*As a preamble I thought about titling this post “Some Like It HOT (1)”, but then thought better of inflicting such a pun on my readers.
In this post I’m going to briefly discuss the almost ubiquitous and unchallenged use of median value voting algorithms as part of fault tolerant design (2) and why this had led to control systems that exhibit Highly Optimised Tolerance or HOT (2).
This post is part of the Airbus aircraft family and system safety thread.

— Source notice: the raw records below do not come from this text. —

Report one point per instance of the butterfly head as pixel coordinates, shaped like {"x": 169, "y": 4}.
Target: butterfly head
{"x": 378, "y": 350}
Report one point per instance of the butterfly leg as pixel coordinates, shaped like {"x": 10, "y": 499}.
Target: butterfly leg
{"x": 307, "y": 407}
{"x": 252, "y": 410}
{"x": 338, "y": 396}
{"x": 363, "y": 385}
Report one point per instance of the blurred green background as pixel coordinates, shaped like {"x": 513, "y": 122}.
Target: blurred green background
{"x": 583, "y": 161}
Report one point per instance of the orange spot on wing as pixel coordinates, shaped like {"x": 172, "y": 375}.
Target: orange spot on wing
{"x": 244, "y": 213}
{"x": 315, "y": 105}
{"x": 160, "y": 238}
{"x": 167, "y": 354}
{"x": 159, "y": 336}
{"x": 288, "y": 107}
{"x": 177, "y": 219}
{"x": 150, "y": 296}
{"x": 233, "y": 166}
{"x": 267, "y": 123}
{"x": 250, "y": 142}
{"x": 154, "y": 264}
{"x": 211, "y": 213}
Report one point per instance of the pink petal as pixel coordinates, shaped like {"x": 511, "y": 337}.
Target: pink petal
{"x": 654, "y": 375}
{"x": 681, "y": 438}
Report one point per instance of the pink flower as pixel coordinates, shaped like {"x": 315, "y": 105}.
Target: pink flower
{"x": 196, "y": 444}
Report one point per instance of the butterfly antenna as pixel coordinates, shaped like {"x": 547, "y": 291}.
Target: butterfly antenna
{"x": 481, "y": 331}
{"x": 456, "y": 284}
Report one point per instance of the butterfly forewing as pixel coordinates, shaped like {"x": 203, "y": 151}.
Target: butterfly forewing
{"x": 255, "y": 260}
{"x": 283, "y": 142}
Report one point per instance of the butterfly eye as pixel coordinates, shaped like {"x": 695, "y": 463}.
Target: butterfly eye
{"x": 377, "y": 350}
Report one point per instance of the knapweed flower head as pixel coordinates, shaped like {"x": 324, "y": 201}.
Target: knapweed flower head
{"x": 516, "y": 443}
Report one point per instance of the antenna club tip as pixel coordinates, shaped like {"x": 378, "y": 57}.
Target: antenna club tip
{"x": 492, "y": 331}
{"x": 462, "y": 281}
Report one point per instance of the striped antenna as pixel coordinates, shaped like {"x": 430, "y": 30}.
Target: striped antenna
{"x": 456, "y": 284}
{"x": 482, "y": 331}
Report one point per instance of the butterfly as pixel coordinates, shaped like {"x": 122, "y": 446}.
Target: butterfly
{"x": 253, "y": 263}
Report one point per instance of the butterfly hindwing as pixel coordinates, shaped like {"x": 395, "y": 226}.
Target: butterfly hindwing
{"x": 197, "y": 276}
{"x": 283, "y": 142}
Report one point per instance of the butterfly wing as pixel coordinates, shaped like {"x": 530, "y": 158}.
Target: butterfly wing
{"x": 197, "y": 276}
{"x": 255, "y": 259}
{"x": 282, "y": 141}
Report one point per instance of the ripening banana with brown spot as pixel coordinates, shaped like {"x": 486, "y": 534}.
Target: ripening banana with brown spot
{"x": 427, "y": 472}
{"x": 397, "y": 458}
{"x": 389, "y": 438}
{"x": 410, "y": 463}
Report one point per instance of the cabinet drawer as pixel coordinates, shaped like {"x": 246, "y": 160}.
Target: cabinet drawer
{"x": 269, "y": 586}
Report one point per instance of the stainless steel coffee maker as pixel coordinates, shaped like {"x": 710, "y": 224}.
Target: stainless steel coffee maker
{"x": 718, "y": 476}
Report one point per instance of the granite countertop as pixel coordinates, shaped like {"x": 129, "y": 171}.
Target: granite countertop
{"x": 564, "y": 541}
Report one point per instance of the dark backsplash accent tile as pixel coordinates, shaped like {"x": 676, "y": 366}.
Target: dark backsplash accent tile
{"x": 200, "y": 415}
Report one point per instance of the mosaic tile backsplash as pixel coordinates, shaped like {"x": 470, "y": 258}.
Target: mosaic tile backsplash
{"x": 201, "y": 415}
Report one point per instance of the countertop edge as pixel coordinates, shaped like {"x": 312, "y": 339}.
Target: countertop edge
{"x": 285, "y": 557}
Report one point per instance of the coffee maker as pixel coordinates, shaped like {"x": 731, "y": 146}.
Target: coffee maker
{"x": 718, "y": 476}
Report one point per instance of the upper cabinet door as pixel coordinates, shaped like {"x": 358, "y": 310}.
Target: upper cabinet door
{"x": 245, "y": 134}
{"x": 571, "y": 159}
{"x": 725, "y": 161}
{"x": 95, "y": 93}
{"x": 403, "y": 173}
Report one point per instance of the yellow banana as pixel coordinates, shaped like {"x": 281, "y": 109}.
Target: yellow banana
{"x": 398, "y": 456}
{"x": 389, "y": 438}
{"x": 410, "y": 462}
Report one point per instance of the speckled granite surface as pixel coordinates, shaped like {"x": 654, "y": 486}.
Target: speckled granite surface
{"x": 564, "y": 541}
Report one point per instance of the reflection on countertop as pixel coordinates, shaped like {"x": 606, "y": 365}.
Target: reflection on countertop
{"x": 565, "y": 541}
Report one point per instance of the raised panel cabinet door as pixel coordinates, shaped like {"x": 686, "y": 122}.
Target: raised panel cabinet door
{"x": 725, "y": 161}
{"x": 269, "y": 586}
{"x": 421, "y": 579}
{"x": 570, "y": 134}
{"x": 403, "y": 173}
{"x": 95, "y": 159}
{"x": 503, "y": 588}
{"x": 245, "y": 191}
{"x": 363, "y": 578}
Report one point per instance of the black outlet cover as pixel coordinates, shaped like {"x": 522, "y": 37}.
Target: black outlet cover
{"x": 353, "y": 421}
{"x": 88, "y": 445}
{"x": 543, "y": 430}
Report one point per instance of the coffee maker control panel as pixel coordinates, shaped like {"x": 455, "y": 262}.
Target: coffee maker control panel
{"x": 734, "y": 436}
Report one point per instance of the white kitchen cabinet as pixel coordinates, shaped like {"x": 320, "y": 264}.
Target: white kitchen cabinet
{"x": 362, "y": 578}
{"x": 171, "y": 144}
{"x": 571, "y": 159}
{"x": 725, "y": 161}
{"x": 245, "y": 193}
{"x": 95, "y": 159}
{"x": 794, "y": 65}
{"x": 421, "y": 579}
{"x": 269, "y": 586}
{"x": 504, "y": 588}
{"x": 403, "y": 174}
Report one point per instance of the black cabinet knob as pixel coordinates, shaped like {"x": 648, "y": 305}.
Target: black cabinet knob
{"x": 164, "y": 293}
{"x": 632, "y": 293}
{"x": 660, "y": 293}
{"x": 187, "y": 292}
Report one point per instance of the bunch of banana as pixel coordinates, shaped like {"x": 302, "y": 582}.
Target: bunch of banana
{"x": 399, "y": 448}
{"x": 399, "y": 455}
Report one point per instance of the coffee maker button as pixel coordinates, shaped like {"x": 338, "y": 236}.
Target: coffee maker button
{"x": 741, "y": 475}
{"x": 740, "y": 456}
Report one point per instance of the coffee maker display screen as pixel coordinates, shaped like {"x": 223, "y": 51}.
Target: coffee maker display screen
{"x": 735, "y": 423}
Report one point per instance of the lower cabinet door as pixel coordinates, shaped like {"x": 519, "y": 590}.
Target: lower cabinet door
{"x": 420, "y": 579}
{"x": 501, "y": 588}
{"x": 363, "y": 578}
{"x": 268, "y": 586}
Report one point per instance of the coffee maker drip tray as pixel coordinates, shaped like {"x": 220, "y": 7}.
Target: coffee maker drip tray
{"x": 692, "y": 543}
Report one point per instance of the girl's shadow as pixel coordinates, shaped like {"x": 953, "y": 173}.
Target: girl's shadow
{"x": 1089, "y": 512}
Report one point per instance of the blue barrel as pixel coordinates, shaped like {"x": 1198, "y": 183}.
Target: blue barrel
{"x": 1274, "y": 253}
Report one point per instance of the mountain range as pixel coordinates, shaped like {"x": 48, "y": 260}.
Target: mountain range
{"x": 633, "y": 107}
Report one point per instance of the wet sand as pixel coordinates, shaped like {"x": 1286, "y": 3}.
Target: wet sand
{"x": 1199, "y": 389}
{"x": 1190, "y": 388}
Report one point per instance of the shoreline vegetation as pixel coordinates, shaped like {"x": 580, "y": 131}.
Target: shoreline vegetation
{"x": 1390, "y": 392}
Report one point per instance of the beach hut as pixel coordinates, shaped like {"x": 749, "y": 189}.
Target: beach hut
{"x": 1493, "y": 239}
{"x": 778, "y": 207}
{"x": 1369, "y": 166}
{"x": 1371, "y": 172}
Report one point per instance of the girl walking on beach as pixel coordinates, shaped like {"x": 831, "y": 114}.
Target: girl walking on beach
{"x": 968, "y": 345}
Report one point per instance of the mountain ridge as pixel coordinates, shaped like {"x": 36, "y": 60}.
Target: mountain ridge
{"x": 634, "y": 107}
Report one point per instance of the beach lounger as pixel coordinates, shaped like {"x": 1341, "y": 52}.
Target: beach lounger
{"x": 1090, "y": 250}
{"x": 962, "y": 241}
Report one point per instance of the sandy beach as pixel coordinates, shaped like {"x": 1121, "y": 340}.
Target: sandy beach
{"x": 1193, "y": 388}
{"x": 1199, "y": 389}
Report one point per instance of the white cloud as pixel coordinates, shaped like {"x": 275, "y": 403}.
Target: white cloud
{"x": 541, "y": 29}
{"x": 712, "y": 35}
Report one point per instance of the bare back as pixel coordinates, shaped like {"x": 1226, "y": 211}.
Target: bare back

This is especially true for avionics systems and their sensors where space and weight dictate the use of the minimum amount of physical redundancy, e.g. the use of triplex redundancy schemes for air data. So needing a redundant voting scheme, it seems a straight forward decision to use a median voting algorithm for air data systems, after all everyone ‘knows’ that it’s the best.
Well actually no, median voting works well for single failures but performs somewhat differently when we start considering multiple failures. A study by Bass, Latif-Shabgahi and Bennet (1997) found that while producing the largest number of correct results, median voting also produced the largest number of catastrophic (extreme value) errors.
So here we have a system design that, while robust to common perturbations, remains vulnerable (2) to rare events. Sounds suspiciously like a HOT system doesn’t it? What’s interesting is that current aviation regulations, the FAR/JAR, actually drive such design trade-offs by focusing on the requirement to address single point of failures. Naturally you end up with a system that is robust in the face of single failures but vulnerable to unanticipated, read un-specified, multiple failures. The vulnerability (3) of median voting algorithms being a case in point. Somewhat unsettling when you consider that your flying on a bunch of these algorithms.
1. Median value voting avoids sensor, ‘average drag’ as a sensor value moves towards the threshold and as a sample statistic, it handles outlier skewing of the data set better than the mean statistic.
From a software engineering perspective it fits a triple redundant architecture with processing a simple comparison and selection task, important for real time control applications.
2. Highly Optimised Tolerance (HOT) systems are ‘robust yet fragile’. Robust to anticipated (designed for) perturbations but fragile, or vulnerable, to rare events, design flaws and unanticipated perturbations (Carlson, Doyle 2002).
3. By vulnerable I mean that it can produce an extreme value error which has catastrophic consequences.
Bass, J.M., Latif-Shabgahi, G., Bennett, S., Experimental Comparison of Voting Algorithms in Cases of Disagreement, Euromicro, pp.516, 23rd EUROMICRO Conference ’97 New Frontiers of Information Technology, 1997.
Carlson, J.M., Doyle, J., Complexity and Robustness, Proc. of the National Academy of Sciences, 19 February, 2002, vol. 99 suppl. 1 pg 2545.